The last couple of years in the US have been marked by many discussions of numbers, to be more specific, percentages. It started with the 99% protests and, most recently, has included the unfortunate 47% comment by one of our presidential candidates. But, when I think about it, I remember being aware in grade school of having a certain percentile value assigned to each of my subject areas. I was really proud of hitting above 90% in math and reading skills for my grade. I also remember seeing percentile rankings on my college and grad school admission tests. Most recently, I have been aware of my six year old grandson’s height ranking. He is in the 90th percentile in height for his age. If he maintains that ranking, he will be taller than I am in three or four years.

What do these percentiles really mean? Let’s take a look at the height value. This 90% rank means that, of all six year olds, my grandson Thomas is taller than 90% of them. If we had 100 random kids and lined them up in order from shortest to tallest, Thomas would be standing in approximately spot number 90. For the pediatric height charts, someone did the calculations years ago, and pediatricians and parents just find the point on the chart that represents the particular height.

The formula for figuring out the percentile rank is the following (rk -1)/(rn -1) where rk equals the rank of the value and rn equals the count of the items. (NOTE: Formulas in this article from "Microsoft SQL Server 2012 High-Performance T-SQL Using Window Functions" by Itzik Ben-Gan).

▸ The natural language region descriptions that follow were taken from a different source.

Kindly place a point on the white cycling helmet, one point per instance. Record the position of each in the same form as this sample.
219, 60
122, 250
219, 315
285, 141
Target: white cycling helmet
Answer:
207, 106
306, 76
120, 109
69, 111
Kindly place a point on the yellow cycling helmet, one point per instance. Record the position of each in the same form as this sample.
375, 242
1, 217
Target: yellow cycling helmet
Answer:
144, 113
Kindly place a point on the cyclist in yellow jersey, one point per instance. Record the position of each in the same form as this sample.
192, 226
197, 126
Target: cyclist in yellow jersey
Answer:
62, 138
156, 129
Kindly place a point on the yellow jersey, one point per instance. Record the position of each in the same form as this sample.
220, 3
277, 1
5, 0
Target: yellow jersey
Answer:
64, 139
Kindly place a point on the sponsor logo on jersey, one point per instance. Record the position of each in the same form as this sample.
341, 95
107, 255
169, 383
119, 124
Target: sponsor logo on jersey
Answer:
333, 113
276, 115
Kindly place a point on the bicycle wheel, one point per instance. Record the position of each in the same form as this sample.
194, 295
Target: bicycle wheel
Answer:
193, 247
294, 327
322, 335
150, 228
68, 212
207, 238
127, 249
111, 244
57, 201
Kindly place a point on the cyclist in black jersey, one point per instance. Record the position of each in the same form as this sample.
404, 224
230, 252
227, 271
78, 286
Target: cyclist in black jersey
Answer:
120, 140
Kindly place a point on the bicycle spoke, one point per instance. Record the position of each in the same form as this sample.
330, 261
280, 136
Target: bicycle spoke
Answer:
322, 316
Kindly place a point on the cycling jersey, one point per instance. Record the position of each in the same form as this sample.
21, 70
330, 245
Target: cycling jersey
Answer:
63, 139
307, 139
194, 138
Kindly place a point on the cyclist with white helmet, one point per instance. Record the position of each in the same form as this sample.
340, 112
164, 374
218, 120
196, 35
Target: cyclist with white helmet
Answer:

Let's look at a very simple example:

Value | Percentage Rank |

1 | 0 |

2 | 11.11 |

3 | 22.22 |

4 | 33.33 |

5 | 44.44 |

6 | 55.56 |

7 | 66.67 |

8 | 77.78 |

9 | 88.89 |

10 | 100.00 |

In SQL Server 2005, Microsoft gave us the RANK and DENSE_RANK functions. In SQL Server 2012, we now have the PERCENT_RANK function. This function works similarly to RANK, but instead of giving the rank value, gives a percentage ranking. So now you can easily calculate the percent rank for each row in a result set. Here is a query using PERCENT_RANK:

SELECT COUNT(*) NumberOfOrders, Month(OrderDate) AS OrderMonth,

PERCENT_RANK() OVER(ORDER BY COUNT(*)) * 100

FROM Sales.SalesOrderHeader

GROUP BY Month(OrderDate)

In this query, I am using COUNT(*) to get a count of the orders by month. The PERCENT_RANK function uses the OVER clause to specify the order of the ranking. Here are the results:

I can also partition the results. The following query groups the data by order month and year and then figures out the percent ranking of each month’s sales.

SELECT COUNT(*) NumberOfOrders, Month(OrderDate) AS OrderMonth,

YEAR(OrderDate) AS OrderYear,

PERCENT_RANK() OVER(PARTITION BY YEAR(OrderDate) ORDER BY COUNT(*)) * 100

FROM Sales.SalesOrderHeader

GROUP BY Month(OrderDate),YEAR(OrderDate)

ORDER BY Year(OrderDate)

Using PARTITION BY allows me to calculate the percentage rank for the months of each year. Here is a sample of the data:

Another similar function added in 2012 is the CUME_DIST function for calculating the cumulative distribution. It is very similar to PERCENT_RANK. The difference is that the cumulative distribution includes the item. The formula for CUME_DIST is rk/rn or the rank divided by the number of items. Use the CUME_DIST function just like you do the PERCENT_RANK function.

Using our simple data set, here is how percentage rank compares to cumulative distribution:

Value | Percentage Rank | Cumulative Distribution |

1 | 0 | 10.0 |

2 | 11.11 | 20.0 |

3 | 22.22 | 30.0 |

4 | 33.33 | 40.0 |

5 | 44.44 | 50.0 |

6 | 55.56 | 60.0 |

7 | 66.67 | 70.0 |

8 | 77.78 | 80.0 |

9 | 88.89 | 90.0 |

10 | 100.0 | 100.0 |

There are obviously many uses for these new functions. They are just another glimpse of the T-SQL goodness that is SQL Server 2012!